Friday, 26 March 2010

Peanut Butter and Nutella Cookies

I recently made cookies for the first time; I usually make biscuits and a rather leaden shortbread. Anyway, I amalgamated a number of recipes in order to bake some peanut butter and nutella cookies. They worked out so well that when I offered them to my colleagues at work, they were all begging for the recipe. The best thing about this recipe for peanut butter and nutella cookies is that you don’t need a weighing scale. Also, don’t be put off by the name; the resulting cookies have a subtle flavour which tastes more of orange, nuts and caramel. Here it is in all its glory. It’s a rough recipe so don’t feel that you have to stick with it exactly and if you discover any ways to improve it then please leave a comment!

You will need:
Approximately 100g of butter – I didn’t have weighing scales so I used just under half of a 225g pack of butter
One cup of caster sugar – a small coffee cup should do (not a mug)
3 tablespoons of nutella
One orange with the skin on
2 tablespoons of peanut butter (crunchy or smooth, you’re call)
One egg
At least half a pack of plain flour
1 teaspoon of baking powder

• Mix together in a large bowl the caster sugar, butter, nutella and peanut butter. You can use a wooden spoon and your muscles or a whisk. I just used a spoon and it was fine (and I’m a small woman).
• Once you have a smooth mixture, grate in the skin of the orange. Mix some more.
• Whisk the whole egg.
• Add half the egg to the main mixture. Add about one cup of plain flour (sieved) with one teaspoon of baking powder.
• Mix until smooth.
• Add the rest of the egg and more sieved flour as necessary. The flour doesn’t have to be measured exactly. Just keep adding small amounts of flour until you have a firm, smooth dough which isn’t too sticky.
• Cover the mixture and refrigerate for 30 minutes.
• Take out the mixture and shape into 1 inch dough balls. Place them on a plate. Put topping on them. I put half an almond on some and a lump of chocolate on some (just normal Cadburys chocolate).
• Refrigerate the uncooked cookies for another 15 minutes. You don’t have to put the dough in the fridge but if you want soft, chewy cookies; I’d advise doing it. If you don’t refrigerate them then you will get a more crisp biscuit.
• Preheat the oven to 180C.
• Place the cookies on baking paper – do not grease it.
• Put them in the over for about 15 minutes but check them regularly. You are aiming for them to be gently baked on the outside and slightly soft inside.
• Let them cool and store them in an airtight container.
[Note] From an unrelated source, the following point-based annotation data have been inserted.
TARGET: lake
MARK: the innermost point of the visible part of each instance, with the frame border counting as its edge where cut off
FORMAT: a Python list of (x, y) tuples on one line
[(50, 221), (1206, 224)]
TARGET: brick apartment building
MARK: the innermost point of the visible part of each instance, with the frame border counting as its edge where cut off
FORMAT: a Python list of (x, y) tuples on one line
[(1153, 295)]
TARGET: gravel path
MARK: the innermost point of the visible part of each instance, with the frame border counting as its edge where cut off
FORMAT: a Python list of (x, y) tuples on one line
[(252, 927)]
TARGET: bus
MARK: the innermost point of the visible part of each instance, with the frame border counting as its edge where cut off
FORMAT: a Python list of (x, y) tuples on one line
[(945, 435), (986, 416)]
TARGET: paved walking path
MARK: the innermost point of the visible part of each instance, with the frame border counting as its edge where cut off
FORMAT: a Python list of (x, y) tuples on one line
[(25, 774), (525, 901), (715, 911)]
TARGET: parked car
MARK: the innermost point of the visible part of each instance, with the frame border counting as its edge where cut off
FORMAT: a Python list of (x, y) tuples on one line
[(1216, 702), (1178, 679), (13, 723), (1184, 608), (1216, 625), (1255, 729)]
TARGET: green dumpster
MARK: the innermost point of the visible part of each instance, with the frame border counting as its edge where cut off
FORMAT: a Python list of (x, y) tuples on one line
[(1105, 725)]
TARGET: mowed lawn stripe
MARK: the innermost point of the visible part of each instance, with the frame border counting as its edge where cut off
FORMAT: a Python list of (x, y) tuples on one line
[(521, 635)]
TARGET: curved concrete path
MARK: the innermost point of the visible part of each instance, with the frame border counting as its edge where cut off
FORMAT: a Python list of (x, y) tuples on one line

This is a great recipe because you can play with it. I am adding nutmeg to my next batch!

1 comment:

  1. Thanks for this recipe - it sounds delicious and I am an avid fan of peanut butter so it is just what the doctor ordered! Do you make those gorgeous ear-rings on the right of your article? You are a multi-talented person! I shall definitely be having a look at your jewellery site.